According to Lyotard: “art needs figures, the figural brings beauty to them.” That which Blithe Tragedy tries to bring about is actually an accumulation, an amalgam of different kinds of unstable, indecipherable elements, which possess the possibility to form new aesthetics; the spectator’s experience of “beauty” doesn’t come from the uniqueness of the figures, but from the un-externalizable meaning and sense of beauty which is released from the figural after its subversion. And, as for Ran Huang’s repeated expression of “indifference,” disparate materials are appropriately assembled; complex concepts and implicit historical clues, through the confluence of the figural and structure, are assembled into perceptible textures, whilst potentially extravagant symbols, fantasies, and merriments are carefully discarded, various powers are neutralized and distributed evenly across the flesh of the work. In a recent installation, titled The Weakness of Will, and the Fear of Society, this nervous charm, born of careful restrain, can also be perceived in the opposing and unstable coexistence of oil and water.

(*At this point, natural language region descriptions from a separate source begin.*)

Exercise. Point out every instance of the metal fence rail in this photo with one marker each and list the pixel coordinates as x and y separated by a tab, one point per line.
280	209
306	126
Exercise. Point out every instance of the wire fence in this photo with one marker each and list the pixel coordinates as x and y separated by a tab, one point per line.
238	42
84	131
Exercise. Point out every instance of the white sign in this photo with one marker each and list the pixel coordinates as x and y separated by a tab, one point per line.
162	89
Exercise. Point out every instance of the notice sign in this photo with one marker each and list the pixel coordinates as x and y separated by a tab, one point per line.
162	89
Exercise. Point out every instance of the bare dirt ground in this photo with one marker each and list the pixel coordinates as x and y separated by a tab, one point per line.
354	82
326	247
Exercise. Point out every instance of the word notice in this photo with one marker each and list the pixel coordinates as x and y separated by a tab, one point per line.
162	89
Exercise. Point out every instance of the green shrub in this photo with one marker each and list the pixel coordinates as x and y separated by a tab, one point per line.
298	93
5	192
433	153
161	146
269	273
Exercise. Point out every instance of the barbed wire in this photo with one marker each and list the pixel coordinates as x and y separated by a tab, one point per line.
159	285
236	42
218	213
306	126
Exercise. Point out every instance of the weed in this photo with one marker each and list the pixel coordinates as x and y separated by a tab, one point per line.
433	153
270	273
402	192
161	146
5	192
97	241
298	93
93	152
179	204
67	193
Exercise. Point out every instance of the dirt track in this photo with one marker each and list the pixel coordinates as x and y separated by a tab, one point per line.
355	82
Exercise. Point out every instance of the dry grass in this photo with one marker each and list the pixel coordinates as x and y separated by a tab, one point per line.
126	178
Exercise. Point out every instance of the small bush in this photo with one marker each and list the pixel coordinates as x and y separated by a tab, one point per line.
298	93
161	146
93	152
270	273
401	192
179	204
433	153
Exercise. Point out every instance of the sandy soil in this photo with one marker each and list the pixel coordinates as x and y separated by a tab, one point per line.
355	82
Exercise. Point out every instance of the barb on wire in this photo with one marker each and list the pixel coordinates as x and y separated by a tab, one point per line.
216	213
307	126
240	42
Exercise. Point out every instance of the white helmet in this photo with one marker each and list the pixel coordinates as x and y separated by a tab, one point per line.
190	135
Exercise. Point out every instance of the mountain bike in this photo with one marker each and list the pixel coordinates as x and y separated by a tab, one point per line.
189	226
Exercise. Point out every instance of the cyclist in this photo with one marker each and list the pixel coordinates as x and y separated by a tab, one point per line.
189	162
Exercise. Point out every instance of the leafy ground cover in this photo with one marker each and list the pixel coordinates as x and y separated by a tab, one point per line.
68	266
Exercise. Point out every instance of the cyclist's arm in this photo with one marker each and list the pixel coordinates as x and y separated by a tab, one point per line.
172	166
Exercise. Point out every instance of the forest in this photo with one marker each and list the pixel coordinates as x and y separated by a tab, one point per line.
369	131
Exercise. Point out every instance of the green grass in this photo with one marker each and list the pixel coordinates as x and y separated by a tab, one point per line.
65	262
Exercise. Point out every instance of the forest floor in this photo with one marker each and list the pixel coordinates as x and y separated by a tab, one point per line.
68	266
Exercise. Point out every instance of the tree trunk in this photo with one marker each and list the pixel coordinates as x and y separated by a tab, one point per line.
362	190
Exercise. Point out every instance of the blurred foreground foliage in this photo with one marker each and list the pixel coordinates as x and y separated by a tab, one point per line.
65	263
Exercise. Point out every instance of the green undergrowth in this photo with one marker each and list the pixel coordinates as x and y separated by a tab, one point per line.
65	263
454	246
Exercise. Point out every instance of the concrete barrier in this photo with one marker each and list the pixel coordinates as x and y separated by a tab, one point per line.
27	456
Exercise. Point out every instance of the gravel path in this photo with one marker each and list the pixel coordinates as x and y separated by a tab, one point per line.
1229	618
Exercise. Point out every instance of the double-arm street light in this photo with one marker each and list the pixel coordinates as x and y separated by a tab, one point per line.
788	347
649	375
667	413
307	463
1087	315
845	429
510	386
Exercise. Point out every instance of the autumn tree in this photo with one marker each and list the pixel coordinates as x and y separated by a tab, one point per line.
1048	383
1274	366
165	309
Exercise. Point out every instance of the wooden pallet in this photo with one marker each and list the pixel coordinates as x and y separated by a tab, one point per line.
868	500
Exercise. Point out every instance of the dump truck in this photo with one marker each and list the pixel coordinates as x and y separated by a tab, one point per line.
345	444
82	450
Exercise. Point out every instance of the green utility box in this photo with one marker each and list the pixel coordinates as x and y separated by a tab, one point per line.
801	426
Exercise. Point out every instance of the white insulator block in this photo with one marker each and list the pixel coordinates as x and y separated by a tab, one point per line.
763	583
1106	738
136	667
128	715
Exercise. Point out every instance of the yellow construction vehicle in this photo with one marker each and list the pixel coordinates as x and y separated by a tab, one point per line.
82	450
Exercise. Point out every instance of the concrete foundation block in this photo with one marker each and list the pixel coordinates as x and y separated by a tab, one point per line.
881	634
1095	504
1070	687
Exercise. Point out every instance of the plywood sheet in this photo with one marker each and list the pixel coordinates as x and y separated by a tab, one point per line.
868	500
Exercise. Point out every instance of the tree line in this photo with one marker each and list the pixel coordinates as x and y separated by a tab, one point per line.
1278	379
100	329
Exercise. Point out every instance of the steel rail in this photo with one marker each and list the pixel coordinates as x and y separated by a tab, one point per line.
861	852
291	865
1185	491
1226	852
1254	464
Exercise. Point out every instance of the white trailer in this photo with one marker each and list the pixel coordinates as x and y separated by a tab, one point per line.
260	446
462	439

But in Ran Huang’s recent video Disruptive Desires, Tranquility and the Loss of Lucidity, the attachment to the figural and structure initiated in the last work doesn’t seem to have developed very far. Although on this occasion he attempts to resolve more pressing issues, he appears to have been hemmed in by the formulas of cinema itself: his increased proficiency at the manipulation of elements, and refinement of his craft, causes the power of the images themselves to occasionally rupture and recombine, then get stitched back together into something that complies with the often domineering aesthetic atmosphere of “cinema.” Talking to LEAP, Huang repeatedly emphasized his production of “unsafe” images, yet watching this film, the overriding feeling is that the excessively tight and precise sheen of the images brings about the kind of “virtuosity” of which Paolo Virno speaks; or, it could also be said that the ultimate pursuit of figures in the end doesn’t actually bring the transgressive to the figural, but instead ultimately brings about the images’ neglect and sanitization. Naturally, as a young artist, it is remarkable that Huang has already begun to establish such stable, familiarizing traits. The tenacity of his professionalism and clear ability to make decisions and revisions can only fill one with hope for his future creations. But, at the same time, the hope must also be that fate and the vicissitudes of life can take him to places he would never have imagined, and ensure the continuing realization of his own potential.